WISZĄCA MAŁPA, JULIUSZ MACHULSKI
Przeczytałam, a właściwie przesłuchałam (głos Maćka Stuhra) ostatnio komedię kryminalną pt. „Wisząca małpa”, której autorem jest reżyser i scenarzysta Juliusz Machulski
Na wstępie pozwolę sobie przytoczyć opis wydawcy w celu
krótkiego nakreślenia początku całej historii, a więc;
„Jeremi Felicki właśnie zaczął pracę jako kierowca w II
Departamencie MSW. W niedzielę 13 sierpnia 1961 roku zawozi
ministerialną delegację do siedliska Gadastruga na Kaszubach. Tam pułkownik
Henke i major Poletyło mają wręczyć Order Budowniczych PRL towarzyszowi
Karolowi Podkalickiemu, który właśnie kończy 50 lat. Gospodarza nie można
jednak nigdzie znaleźć. Wkrótce obsługa siedliska odkrywa jego zwłoki
w schronie przeciwatomowym, a obok… powieszoną małpę. Zagadkę
morderstwa mogą wyjaśnić taśmy z podsłuchu…”

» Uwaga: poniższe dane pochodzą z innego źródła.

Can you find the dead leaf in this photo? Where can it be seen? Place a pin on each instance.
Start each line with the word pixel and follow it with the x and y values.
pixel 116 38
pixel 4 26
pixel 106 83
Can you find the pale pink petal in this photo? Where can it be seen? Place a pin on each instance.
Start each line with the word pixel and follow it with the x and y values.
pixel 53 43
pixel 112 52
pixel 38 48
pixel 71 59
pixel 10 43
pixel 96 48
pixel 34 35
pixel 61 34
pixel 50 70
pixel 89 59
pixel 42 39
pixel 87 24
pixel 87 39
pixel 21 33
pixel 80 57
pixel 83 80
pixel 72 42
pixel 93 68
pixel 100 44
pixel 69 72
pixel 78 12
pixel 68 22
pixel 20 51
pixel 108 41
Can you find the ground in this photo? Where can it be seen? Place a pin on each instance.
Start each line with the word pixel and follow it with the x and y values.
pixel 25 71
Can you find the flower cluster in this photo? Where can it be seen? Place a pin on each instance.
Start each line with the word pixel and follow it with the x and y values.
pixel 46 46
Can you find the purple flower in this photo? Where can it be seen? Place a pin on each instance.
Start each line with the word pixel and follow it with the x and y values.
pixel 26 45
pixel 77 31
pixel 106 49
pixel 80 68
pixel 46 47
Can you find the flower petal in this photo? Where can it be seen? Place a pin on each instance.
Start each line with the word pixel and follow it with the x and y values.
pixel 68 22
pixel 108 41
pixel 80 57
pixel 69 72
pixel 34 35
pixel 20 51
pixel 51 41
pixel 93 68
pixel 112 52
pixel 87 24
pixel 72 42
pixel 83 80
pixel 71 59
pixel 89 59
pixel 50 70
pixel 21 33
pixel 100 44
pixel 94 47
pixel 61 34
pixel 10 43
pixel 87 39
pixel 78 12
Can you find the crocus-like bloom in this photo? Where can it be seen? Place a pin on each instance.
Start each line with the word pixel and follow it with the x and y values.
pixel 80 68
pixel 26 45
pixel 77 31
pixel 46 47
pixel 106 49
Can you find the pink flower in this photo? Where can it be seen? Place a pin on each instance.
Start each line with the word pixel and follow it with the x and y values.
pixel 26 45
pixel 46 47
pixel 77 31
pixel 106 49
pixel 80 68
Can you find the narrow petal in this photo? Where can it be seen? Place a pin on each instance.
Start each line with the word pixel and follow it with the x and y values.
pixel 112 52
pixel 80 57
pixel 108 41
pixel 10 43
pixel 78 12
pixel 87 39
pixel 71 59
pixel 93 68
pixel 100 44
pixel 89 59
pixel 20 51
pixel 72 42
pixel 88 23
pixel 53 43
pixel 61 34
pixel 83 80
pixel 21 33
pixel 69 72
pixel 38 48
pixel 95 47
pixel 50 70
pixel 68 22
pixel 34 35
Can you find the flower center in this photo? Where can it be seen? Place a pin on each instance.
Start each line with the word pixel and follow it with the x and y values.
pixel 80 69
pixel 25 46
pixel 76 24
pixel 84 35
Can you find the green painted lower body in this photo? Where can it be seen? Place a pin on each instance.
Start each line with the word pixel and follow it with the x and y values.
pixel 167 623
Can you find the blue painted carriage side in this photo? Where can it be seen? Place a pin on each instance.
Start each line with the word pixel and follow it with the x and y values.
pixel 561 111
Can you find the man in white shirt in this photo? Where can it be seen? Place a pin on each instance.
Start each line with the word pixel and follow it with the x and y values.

Ponieważ II Departament to kontrwywiad w PRL-u, to zanosi się
nie tylko na kryminał ale i historię szpiegowską. A z uwagi na to, że jest to
czas zimnej wojny napięcie między wschodem i zachodem powinno być mocno
wyczuwalne. No właśnie powinno, ale nie jest ponieważ Machulski owe relacje głównie
w odniesieniu do „ sąsiadów ze wschodu” pokazuje w sposób typowy dla siebie,
czyli satyryczny.
Tak więc słuchając komicznych zeznań świadków pojawiają się
pełne śmieszności, znakomicie zobrazowane postaci zarówno wysoko postawionych
dygnitarzy partyjnych jak i działających w PRL-u służb. Zaś wymiany zdań między
Henke i Poletyłom, między majorem i Felickim oraz między innymi bohaterami
powodowały, że uśmiech nie schodził mi z twarzy, z resztą podobnie jak podczas
zdawania raportu ministrowi przez pułkownika. A już to, co nagrane jest na
taśmach z podsłuchu niekiedy jest tak kuriozalne, że nie sposób się nie śmiać. Otóż
jeden z bohaterów tych nagrań twierdzi, że to dzięki niemu Gagarin poleciał w
kosmos, inny uważa, że to przez niego wybuchło powstanie warszawskie trzeci zaś,
że to on przyczynił się do wybudowania muru berlińskiego, natomiast czwarty, to
nie kto inny jak autor piosenki „Dziewczyna z Ipanemy” (The Girl of Ipanema).
Po prostu jak to za komuny sami wyjątkowi towarzysze, nieważne czy tępi czy nie
byle wierni partii i przyjaźni polsko-radzieckiej.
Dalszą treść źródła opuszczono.